Rheumatoid arthritis (RA) is a chronic disease associated with inflammation and destruction of bone and cartilage. Although inhibition of TNFα is widely used to treat RA, a significant number of patients do not respond to TNFα blockade, and therefore there is a compelling need to continue to identify alternative therapeutic strategies for treating chronic inflammatory diseases such as RA. The anti-epidermal growth factor (anti-EGF) receptor antibody trastuzumab has revolutionised the treatment of patients with EGF receptor-positive breast cancer. Expression of EGF ligands and receptors (known as HER) has also been documented in RA. The highly unique compound RB200 is a bispecific ligand trap that is composed of full-length extracellular domains of HER1 and HER3 EGF receptors. Because of its pan-HER specificity, RB200 inhibits responses mediated by HER1, HER2 and HER3 in vitro and in vivo. The objective of this study was to assess the effect of RB200 combined with TNF blockade in a murine collagen-induced arthritis (CIA) model of RA.

Methods

Arthritic mice were treated with RB200 alone or in combination with the TNF receptor fusion protein etanercept. We performed immunohistochemistry to assess CD31 and in vivo fluorescent imaging using anti-E-selectin antibody labelled with fluorescent dye to elucidate the effect of RB200 on the vasculature in CIA.

Results

RB200 significantly abrogated CIA by reducing paw swelling and clinical scores. Importantly, low-dose RB200 combined with a suboptimal dose of etanercept led to complete abrogation of arthritis.

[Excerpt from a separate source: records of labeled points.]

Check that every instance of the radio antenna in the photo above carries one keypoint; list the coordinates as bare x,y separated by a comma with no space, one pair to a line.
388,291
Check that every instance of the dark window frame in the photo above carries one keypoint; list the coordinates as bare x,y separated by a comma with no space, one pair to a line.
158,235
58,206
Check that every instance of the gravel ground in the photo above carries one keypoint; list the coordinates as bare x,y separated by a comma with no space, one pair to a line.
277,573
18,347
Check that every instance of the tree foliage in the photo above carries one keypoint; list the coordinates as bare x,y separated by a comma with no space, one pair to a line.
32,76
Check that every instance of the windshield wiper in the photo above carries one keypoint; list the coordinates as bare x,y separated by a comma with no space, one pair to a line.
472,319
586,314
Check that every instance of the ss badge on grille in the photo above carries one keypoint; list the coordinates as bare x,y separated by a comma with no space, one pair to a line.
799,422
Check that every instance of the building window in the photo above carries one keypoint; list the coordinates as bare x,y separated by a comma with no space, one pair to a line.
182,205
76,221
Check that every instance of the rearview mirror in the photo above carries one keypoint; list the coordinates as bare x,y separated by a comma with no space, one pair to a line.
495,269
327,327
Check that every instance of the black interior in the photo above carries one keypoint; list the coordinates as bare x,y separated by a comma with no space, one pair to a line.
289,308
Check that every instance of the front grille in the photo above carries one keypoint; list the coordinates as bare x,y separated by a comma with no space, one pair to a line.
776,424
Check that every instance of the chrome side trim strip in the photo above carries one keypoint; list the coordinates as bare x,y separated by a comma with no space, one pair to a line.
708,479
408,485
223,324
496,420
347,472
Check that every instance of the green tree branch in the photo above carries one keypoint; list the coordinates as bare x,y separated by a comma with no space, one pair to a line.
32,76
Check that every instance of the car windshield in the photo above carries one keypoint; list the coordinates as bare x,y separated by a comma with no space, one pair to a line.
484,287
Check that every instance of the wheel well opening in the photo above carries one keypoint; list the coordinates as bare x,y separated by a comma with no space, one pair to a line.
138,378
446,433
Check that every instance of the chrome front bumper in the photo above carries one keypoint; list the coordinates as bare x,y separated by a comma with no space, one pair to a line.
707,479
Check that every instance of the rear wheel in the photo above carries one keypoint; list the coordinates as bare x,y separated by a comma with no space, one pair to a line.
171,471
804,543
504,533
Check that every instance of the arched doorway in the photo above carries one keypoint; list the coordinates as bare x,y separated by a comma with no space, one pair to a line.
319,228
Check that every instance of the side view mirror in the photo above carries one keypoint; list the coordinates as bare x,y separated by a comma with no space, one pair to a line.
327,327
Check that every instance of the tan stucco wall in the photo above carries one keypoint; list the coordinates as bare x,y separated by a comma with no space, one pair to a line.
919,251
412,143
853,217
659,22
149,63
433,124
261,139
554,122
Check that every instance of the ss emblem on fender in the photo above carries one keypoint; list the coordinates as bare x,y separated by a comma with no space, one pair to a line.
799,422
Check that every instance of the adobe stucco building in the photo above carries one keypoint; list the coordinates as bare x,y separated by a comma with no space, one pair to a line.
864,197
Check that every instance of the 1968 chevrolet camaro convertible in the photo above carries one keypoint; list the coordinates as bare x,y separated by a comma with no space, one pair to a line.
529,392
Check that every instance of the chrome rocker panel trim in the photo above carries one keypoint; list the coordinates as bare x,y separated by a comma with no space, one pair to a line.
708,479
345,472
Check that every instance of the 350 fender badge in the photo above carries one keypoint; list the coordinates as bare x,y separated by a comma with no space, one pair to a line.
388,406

Moreover, the combination of RB200 with etanercept abrogated the intensity of the E-selectin-targeted signal to the level seen in control animals not immunised to CIA.

Conclusions

The human pan-EGF receptor bispecific ligand trap RB200, when combined with low-dose etanercept, abrogates CIA, suggesting that inhibition of events downstream of EGF receptor activation, in combination with TNFα inhibitors, may hold promise as a future therapy for patients with RA.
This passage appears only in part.